The ultra-dramatic narrative is Ryan Dempster's intentional plunking of Alex Rodriguez last Sunday fired up the team and led to this recent run of success. That's not what happened though -- the Yankees had won five of seven games before the incident. They were hot before Dempster took the law into his own hands. Don't get me wrong, the incident may have fired up the team and helped them continue their success, but it's not the reason they started winning.
No, the Yankees put themselves back into the playoff picture by doing something very simple: they added good players to the roster. Crazy, I know. In the span of 10 days, New York added Alfonso Soriano via trade and welcomed both Curtis Granderson and A-Rod back off the DL. To a lesser extent, they also added Mark Reynolds as a right-handed bench bat/platoon partner. Those other three guys are the key though.
First, here is how those three players have performed since rejoining the Yankees:
• Soriano: .276/.324/.571 with 9 HR, 28 RBI, 1.3 WAR in 25 games
• Granderson: .290/.421/.484 with 3 HR, 7 RBI, 0.7 WAR in 19 games
• Rodriguez: .281/.379/.421 with 2 HR, 6 RBI, 0.4 WAR in 15 games
All three have ranged from good to great, combining for 2.4 WAR in 59 games. Now here's the guys they replaced:
• Left Field: .223/.268/.330 with 10 HR, 36 RBI, 1.5 WAR in 102 games
• Designated Hitter: .207/.291/.353 with 14 HR, 44 RBI, -2.0 WAR in 107 games
• Third Base: .215/.272/.285 with 4 HR, 32 RBI, -0.6 WAR in 110 games
These aren't apples-to-apples comparisons because Soriano and Granderson have both split time in left field and at DH, Granderson has played a little right field, stuff like that. I think it gets the point across though. The guys they Yankees were running out there at these positions were terrible, and now the guys they're running out there aren't terrible. Before A-Rod returned, Yankees third basemen were getting out-homered by Cubs pitchers 5-4 for cryin' out loud.
During this 10-2 stretch, New York scored eight or more runs five times. Five times in 12 games after doing it five times in their previous 85 games (!). This is a team that struggled to score more than three runs in a game for a good four months, and now they just overhauled one-third of their lineup to give Brett Gardner (101 OPS+) and Robinson Cano (145 OPS+) some support. Other players have helped as well, like Eduardo Nunez (115 OPS+ in August) and Vernon Wells (144).
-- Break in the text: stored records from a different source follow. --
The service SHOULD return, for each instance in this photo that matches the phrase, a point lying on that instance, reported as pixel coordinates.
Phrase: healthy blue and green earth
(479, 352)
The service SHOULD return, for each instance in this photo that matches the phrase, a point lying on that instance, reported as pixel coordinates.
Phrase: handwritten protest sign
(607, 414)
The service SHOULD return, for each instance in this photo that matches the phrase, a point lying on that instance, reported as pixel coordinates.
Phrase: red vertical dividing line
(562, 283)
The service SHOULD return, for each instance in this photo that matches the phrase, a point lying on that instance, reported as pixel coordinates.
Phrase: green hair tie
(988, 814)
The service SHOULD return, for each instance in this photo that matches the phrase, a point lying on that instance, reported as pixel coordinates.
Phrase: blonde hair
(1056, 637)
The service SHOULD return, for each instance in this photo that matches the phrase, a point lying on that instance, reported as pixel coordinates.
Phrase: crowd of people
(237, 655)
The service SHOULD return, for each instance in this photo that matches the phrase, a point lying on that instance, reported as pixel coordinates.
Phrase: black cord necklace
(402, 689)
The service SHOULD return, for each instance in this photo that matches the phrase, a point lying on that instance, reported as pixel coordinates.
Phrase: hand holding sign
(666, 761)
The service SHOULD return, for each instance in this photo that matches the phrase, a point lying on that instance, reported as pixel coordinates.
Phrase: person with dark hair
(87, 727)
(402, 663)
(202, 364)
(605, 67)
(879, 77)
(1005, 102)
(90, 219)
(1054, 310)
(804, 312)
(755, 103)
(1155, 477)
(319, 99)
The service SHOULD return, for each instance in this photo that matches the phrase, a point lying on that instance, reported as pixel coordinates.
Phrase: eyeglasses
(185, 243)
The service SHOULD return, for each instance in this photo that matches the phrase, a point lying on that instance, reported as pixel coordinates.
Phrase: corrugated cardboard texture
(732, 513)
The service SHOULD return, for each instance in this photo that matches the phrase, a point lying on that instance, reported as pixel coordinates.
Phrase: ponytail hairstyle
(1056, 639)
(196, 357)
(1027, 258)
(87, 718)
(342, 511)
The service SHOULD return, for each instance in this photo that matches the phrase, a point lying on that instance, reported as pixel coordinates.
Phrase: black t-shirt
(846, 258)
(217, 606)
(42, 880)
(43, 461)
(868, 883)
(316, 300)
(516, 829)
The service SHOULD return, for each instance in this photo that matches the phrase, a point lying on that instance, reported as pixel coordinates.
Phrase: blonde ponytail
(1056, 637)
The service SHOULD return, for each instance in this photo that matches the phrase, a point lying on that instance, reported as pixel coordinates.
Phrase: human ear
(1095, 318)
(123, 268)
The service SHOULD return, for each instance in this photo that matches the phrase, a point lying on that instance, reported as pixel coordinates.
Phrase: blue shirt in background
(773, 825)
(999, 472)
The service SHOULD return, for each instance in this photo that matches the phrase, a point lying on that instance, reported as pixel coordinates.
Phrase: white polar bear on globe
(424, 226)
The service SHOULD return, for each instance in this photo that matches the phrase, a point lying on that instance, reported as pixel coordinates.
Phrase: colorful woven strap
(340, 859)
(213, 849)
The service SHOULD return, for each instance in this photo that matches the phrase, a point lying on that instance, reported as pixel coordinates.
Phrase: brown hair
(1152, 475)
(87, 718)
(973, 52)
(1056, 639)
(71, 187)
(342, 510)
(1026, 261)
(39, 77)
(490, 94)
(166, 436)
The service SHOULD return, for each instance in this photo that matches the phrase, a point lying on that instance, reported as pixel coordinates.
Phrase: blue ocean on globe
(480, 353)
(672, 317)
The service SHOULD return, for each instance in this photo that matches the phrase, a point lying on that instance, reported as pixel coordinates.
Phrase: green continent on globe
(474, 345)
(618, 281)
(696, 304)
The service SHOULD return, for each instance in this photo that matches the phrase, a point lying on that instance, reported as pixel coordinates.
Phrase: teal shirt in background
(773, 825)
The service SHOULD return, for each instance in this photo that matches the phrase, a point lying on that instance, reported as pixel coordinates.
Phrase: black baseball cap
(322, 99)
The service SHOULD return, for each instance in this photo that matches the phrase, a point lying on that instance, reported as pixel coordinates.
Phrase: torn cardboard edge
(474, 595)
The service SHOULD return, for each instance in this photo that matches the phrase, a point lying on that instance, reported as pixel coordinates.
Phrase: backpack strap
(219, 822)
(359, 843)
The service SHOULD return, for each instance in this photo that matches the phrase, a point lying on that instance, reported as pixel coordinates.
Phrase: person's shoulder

The Yankees still have plenty of problems, of course. CC Sabathia has a career-worst 4.83 ERA (83 ERA+) in 26 starts, including a 7.86 ERA in his last six starts. Phil Hughes has been consistently ineffective all year (83 ERA+). Derek Jeter is still hurt and Chris Stewart (68 OPS+) is still the starting catcher. Those storms are much easier to weather with legitimate above-average production from third base, left field and DH, however.
A 3.5 game deficit in the wild-card race is still rather daunting, especially with three teams to jump, but the Yankees do have a favorable schedule down the stretch. Twenty of their final 35 games are against the three AL East teams ahead of them -- including 13 against wild-card competitors in the Orioles and Rays -- while the other 15 are against last place teams. All those head-to-head games against AL East rivals mean the division title is not out of the question, though it is a long shot. The wild-card is much more realistic.
Considering how poorly the Yankees played in June and July -- 25-28 with a -24 run differential -- it's pretty amazing they even have a prayer at the postseason right now. They should be buried alongside the Blue Jays, Angels, Nationals and other disappointments. Instead, they've managed to stay in the race and figure to be playing meaningful baseball in September. I have to think the other AL contenders are kicking themselves for not burying the Yankees when they had the chance. The Bronx Bombers are a dangerous team right now.